This past Sunday, I learned about the vice of vainglory.
Vainglory is the inordinate pride of oneself or one’s own achievement.
For those that do not know me very well, I have always been one to achieve one accolade after another. I received my Bachelors in English literature at the age of 21 and my Masters of Education with a single subject credential in English at the age of 23, and I sank a full time job prior to finishing school. I got married at the age of 21. I wrote a book and got it published at the age of 25. In high school, I was the captain of my volleyball team. I was an honors student. I took AP classes. I was the secretary for ASB. I made varsity for all the sports that I participated in high school. I became a minister at my church. I am now the English department chair at the school I work for. This is not a list to toot my own horn rather evidence of this drive “to achieve and do” that has driven my life since I could remember.
Some would classify me as a 3 on the enneagram which is an achiever. I have been called by a co-worker a workaholic, and instead of denying it, I identified with it. This was the scary reality that I lived in a few years ago, achieving one accolade after another, one more to-do item marked off the list, from one dream to the next.

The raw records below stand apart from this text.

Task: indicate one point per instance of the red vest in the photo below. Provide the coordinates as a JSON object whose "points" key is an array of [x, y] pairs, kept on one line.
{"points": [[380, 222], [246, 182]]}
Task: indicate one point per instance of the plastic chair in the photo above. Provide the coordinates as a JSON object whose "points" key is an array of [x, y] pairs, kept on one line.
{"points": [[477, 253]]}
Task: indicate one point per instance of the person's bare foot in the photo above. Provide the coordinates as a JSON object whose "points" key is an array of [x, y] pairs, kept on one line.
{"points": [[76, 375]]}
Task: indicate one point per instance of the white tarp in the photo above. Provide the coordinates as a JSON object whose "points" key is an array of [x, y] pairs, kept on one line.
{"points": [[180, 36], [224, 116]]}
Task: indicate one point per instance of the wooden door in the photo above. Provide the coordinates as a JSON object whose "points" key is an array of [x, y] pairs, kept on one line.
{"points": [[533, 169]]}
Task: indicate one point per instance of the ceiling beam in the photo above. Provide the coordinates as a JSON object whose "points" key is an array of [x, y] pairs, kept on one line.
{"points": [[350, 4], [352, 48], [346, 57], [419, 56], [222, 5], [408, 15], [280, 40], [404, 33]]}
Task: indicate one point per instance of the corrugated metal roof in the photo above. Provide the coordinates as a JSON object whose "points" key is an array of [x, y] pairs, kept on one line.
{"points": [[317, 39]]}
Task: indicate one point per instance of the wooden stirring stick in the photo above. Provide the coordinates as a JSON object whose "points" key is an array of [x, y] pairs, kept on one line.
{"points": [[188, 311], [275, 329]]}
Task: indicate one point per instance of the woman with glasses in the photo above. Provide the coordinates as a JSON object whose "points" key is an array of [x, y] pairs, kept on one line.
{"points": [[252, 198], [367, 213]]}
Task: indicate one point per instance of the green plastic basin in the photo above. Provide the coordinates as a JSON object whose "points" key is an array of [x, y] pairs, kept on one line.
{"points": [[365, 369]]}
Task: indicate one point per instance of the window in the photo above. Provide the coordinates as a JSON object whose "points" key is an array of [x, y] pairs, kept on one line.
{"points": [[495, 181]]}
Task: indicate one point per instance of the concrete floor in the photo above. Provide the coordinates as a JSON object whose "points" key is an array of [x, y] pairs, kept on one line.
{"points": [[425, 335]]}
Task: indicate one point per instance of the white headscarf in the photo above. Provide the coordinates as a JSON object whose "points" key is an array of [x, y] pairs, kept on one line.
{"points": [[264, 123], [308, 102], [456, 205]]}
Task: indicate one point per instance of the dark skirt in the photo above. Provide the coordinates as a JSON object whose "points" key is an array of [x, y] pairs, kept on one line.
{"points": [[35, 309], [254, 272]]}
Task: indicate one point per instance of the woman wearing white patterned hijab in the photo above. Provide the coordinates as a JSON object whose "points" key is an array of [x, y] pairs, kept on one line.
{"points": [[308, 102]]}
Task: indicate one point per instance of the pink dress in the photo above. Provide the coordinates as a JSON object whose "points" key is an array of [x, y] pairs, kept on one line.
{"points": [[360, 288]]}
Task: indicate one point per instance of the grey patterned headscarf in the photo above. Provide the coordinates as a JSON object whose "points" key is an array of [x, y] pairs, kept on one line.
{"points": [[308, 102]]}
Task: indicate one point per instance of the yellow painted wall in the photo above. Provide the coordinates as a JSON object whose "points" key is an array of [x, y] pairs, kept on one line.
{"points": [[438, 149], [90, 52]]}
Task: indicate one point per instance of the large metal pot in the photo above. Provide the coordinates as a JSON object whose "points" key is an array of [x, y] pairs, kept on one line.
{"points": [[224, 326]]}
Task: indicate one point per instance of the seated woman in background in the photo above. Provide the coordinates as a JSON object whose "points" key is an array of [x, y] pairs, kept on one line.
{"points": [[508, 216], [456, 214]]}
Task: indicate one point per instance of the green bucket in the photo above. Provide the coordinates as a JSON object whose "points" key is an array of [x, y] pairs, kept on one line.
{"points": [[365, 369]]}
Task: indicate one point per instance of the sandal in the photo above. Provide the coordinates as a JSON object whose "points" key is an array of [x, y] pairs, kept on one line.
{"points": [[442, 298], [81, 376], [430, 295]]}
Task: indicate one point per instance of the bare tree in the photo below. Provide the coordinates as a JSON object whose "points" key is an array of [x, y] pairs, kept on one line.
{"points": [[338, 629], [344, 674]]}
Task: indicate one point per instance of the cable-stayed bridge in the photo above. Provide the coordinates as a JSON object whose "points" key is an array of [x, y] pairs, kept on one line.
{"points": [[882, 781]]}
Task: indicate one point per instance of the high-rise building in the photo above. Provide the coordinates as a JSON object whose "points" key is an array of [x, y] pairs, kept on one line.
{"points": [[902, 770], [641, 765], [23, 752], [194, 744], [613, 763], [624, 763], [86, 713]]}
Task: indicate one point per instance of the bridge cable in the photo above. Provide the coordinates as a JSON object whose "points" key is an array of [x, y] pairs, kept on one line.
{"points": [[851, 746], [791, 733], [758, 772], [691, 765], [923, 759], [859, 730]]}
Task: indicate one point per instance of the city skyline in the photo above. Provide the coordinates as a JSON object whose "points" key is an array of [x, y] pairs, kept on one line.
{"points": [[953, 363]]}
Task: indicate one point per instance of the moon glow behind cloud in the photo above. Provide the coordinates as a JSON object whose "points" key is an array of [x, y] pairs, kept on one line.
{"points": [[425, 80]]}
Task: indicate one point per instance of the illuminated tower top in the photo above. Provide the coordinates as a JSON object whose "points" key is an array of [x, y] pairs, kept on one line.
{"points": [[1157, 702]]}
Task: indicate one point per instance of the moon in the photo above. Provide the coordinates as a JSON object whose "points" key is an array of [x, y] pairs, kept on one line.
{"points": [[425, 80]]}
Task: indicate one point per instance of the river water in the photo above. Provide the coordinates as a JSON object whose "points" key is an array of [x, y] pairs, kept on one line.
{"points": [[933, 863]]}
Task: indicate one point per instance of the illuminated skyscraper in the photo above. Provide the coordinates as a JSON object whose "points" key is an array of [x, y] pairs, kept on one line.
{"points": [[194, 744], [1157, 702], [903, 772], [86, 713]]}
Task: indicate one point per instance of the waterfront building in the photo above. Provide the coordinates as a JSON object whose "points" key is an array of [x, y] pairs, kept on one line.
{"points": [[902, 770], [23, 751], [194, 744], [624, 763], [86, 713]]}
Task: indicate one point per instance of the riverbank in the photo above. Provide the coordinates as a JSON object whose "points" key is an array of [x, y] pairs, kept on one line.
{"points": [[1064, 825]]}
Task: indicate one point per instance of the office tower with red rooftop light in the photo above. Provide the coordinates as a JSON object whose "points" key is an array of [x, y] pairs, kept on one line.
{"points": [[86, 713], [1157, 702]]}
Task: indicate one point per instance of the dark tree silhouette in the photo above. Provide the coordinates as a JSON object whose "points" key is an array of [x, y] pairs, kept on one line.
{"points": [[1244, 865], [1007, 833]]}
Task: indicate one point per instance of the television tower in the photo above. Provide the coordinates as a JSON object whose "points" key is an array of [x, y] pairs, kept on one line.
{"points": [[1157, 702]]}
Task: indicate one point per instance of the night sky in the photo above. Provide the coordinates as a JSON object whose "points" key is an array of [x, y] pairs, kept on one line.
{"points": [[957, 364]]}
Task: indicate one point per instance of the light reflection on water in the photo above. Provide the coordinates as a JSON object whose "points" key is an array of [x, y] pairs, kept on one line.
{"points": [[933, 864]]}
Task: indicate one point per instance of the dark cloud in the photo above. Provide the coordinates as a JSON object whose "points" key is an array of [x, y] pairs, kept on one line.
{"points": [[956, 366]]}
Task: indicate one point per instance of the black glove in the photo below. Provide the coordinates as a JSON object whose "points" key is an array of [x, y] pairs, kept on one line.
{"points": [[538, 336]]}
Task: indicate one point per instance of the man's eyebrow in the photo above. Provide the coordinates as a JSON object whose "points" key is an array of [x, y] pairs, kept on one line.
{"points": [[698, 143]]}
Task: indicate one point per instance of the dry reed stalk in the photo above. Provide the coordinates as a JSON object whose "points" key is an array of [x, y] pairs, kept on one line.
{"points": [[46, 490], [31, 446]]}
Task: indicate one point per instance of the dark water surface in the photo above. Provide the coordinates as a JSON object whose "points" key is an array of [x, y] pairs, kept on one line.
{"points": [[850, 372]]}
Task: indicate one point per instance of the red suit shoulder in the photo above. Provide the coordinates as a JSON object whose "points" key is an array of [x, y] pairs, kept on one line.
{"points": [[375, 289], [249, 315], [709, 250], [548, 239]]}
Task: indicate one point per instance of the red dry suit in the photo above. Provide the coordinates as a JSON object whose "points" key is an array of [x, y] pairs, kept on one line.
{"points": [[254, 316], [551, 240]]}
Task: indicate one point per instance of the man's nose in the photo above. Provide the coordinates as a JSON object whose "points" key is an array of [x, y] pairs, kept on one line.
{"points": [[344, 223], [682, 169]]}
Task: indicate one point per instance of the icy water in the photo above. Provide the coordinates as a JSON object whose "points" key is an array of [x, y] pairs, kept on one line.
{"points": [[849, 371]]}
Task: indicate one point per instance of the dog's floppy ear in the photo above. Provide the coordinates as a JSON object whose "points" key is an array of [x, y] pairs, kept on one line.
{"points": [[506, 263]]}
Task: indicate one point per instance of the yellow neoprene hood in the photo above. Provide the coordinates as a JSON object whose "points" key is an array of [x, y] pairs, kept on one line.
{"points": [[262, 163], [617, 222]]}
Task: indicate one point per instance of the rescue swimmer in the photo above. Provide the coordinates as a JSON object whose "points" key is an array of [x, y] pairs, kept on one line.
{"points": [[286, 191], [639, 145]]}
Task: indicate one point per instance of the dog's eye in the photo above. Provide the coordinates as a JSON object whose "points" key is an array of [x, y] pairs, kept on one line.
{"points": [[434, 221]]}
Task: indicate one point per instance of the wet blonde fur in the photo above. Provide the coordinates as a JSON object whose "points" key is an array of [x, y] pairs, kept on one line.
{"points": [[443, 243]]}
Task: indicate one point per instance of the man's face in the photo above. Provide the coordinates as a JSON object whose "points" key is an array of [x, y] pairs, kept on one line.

I have had an unhealthy drive and crave for success and ambition at a very young age. I know all ambition isn’t bad, wrong, or broken because it has driven me to strive for excellence in everything that I have set my mind to, but there has been times that I have swung too far on this pendulum where it became “selfish ambition”. I felt like I was that hamster on the wheel that needed to leave people’s jaws dropped in accolades and achievements. I wanted to keep and continue the “wow” factor, the novelty, but as the rat race left me fatigued, tired, and drained, I found that my self-worth fluctuated based on people’s approval, recognition, applause, and praise.
Even now being 3 years from graduate school, life has slowed down a bit, but I am seeing how this unhealthy imbalance can creep into my life very quickly even in my own writing. There is this unhealthy drive that likes to overtake my creativity forging and forcing ground-break and life-change through the medium and vehicle of my words. I am learning that vainglory constantly chooses self-glory and gluttony over honesty and sobriety.
I desire to write from a greater place of honesty, and to be honest, trying to live in a way to satisfy, entertain, and woo others is exhausting. Seeing whether I get more likes on certain posts and letting it weigh my self-worth is not a healthy reality to live in. I desire and I am choosing honesty over niceness and entertainment. I am choosing ambition over selfish-ambition for the sake of bringing glory to the One who is the definition of glorious and where my self-value can rest assured, secure, and whole.
Something that my fitness trainer, Autumn Calabrese said the other day was this:
“Do what you are doing”.
This hit home for me because as an “achiever”, I get a buzz accomplishing various things. I am addicted to productivity and killing as many birds with one stone, draining more minutes than an hour can offer, but I am only human. I am not superwoman or invincible. I am frail, and I am not perfect. Yes, I desire to do things with excellence, but I am not a human-doing, I am a human-being.
This week, I encourage you to “do what you are doing” whole-heartedly, without strings attached, not somewhere else.
Today on this glorious Monday, I was able to wake up this morning at 5:05 am and get my 58 minute workout in, and to be honest, that extra hour of sleep was very attractive, but something in me shifted. I chose to be all in and all present to the activity that I committed myself to which was to my health and fitness. I was able to get my workout in, and I chose to be 100% in it, doing each move to the best of my ability and guess what that hour went quicker, and I actually enjoyed it instead of counting down the minutes.
After my workout, my morning getting-ready routine began, and I chose to be all in it, enjoying the process of showering off the sweat and pampering myself with my make-up routine.
I chose to see the greenery and blooming flowers that currently enraptures Diamond Bar as I drove to work. I chose to get off the hamster wheel of doing, and I chose to engage in the beauty of God’s excellence and glory.
There is so much glory in the sacred and still moments only if we choose to embrace to “do what we are doing”.
Drink and really taste the coffee that you are having this morning.
Smell and really see the flowers that are blooming all around you.
Talk and really connect with the people that live alongside you.
Be and really love yourself, God, and others today.